Background: Stroke survivors experience long-term disability also affecting informal caregivers (ICG). With current technology, social media might be the only way for ICG to gain training/access support. What resources are available for ICG of older adults who survived stroke (OASS)? Objective: To identify/analyze types of bilingual social media resources available to ICG of OASS Methods: Facebook data was bilingually collected (Spanish), including most popular groups and pages based on search engines containing terms such as stroke, CVA, caregiver. Similar numbers of groups (35 English vs. 52 Spanish) and pages (32 English vs. 34 Spanish) were analyzed. Data included pages and groups’ information, numbers-of-likes, type-of-organization and resources provided. Results: English-Facebook resources were more popular for pages and groups (3820/2010 vs. 190/7; p<0.001), Spanish resources were present, but with little activity among ICG. Majority of Spanish posts came from experts and English posts related to offering services or raising community awareness.

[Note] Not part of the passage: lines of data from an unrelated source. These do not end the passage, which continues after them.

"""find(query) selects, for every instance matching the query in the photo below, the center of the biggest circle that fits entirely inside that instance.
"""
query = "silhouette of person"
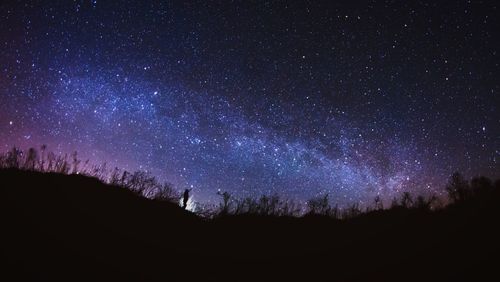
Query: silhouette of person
(185, 198)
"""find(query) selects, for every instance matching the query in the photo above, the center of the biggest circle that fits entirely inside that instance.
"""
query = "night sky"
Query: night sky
(300, 98)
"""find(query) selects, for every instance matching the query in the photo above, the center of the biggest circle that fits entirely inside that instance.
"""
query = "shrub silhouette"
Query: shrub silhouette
(144, 184)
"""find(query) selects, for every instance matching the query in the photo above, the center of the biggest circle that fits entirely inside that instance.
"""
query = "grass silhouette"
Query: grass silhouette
(64, 220)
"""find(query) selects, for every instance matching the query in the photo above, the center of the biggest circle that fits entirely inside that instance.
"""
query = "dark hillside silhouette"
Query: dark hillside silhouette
(58, 226)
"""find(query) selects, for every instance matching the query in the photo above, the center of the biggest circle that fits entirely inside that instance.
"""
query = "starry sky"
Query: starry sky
(300, 98)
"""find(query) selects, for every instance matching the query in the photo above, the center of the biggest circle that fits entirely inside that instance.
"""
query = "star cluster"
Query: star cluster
(299, 98)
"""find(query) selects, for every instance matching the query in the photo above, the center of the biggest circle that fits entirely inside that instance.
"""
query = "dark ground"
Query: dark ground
(74, 228)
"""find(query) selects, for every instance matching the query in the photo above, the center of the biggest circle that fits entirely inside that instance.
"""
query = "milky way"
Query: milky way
(297, 98)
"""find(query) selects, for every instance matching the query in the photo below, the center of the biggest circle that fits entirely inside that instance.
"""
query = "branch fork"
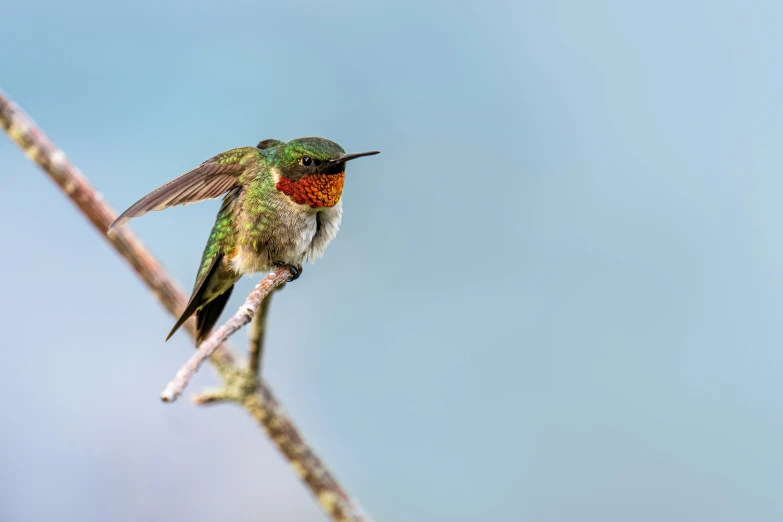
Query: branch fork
(242, 385)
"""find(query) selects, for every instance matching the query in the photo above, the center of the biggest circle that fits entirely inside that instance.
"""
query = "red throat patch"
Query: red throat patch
(316, 190)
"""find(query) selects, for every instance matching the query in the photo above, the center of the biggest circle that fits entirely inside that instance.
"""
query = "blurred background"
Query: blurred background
(556, 294)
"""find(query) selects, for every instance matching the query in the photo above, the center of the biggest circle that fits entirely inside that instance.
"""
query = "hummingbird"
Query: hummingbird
(281, 207)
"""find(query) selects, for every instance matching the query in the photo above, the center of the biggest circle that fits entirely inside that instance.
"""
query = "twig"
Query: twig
(256, 336)
(244, 315)
(257, 399)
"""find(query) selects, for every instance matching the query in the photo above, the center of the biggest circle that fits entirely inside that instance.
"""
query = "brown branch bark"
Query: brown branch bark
(244, 315)
(241, 385)
(255, 350)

Among both languages, pages provided resources related to social support (81%), improving caregiver skills (35%), advocacy (100%-English vs.56%-Spanish, p<0.001) and research news (84%-English vs.41%-Spanish, p<0.001). For English-ICG, more opportunities for live chats, messaging and inspirational messages were found (22-44% vs.3-9%, p<0.001). Conclusions: ICG of OASS could access Facebook resources to support multiple areas of caregiving including retrieving social support, gaining skills, learning new stroke-science findings and encountering live chats while getting inspired. Some resources are more available to English-ICG. Stroke-supporting organizations must consider using social media as crucial platforms to access bilingual resources and improve quality-of-life for ICG and OASS.